Have you ever wondered how discussions escalate into shouting matches? Into a series of accusations and “I never said that!” “Yeah, you did!”
Us humans have a tendency to think that the stories we tell ourselves in our heads are the actual factual truths. We are rational beings after all. Or are we? At least we can trust our perceptions, right? Not really, either. We make stuff up all the time.
Point in turn: This – only tangentially related but super-awesome – twitter thread on the brain making shit up. Read it, I’ll wait:
You want to know something about how bullshit insane our brains are?
OK, so there's a physical problem with our eyes: We move them in short fast bursts called "saccades", right? very quick, synchronized movements.
The only problem is: they go all blurry and useless during this
— foone (@Foone) July 3, 2018
On a more abstract level it is hard for us to separate between the things we actually see and hear and the story we tell ourselves about it.
A great way to think about this is with the Clean Feedback model by Caitlin Walker. It separates feedback into three components:
This is about observable behavior. What have you seen or heard? There is no judgement here.
What meaning do you make of it? How do you interpret the evidence? What is the story you tell yourself?

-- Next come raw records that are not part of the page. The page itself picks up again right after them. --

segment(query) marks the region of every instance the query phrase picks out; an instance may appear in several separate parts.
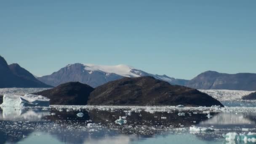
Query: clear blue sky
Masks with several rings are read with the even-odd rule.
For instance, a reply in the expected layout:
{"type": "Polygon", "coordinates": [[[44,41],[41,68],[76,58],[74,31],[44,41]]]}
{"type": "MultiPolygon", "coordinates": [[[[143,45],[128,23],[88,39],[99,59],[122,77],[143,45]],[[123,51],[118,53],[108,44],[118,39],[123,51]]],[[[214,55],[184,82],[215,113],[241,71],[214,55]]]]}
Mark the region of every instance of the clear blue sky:
{"type": "Polygon", "coordinates": [[[40,76],[76,62],[256,73],[256,1],[0,0],[0,55],[40,76]]]}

How does that make you feel and behave?
Here’s an example:
“When you are absent-minded in the meeting, the meaning I make of this, is that I’m not important enough to pay attention to, which makes want to avoid you.“
Could you identify the different components? I hope not, cause that was a trap. Being “absent-minded” is not a real observation. It’s already an interpretation. So what are the actual things I’ve seen and heard?
Lets try again:
“When we’re in a meeting and you look on your mobile a lot and pick it up and use it, I assume that I’m not important enough to you and in turn I want to avoid meeting with you. It also makes me sad.”
The tricky bit is that we often think of our inferences as the evidence. But it’s worth it to try to separate it into parts.
Unpacking thoughts like this makes it easier to judge less and stay curious. When shared with the other party it’s easier for them to understand how you arrived at your interpretation of events. And they can set things straight and say what they really meant.
Have you ever tried Clean Feedback? What happens in your conversations when you do?
(I’ve learned about Clean Language and Clean Feedback in this online course by Judy Rees and Olaf Lewitz. It originates in the book “From Contempt to Curiosity” by Caitlin Walker.)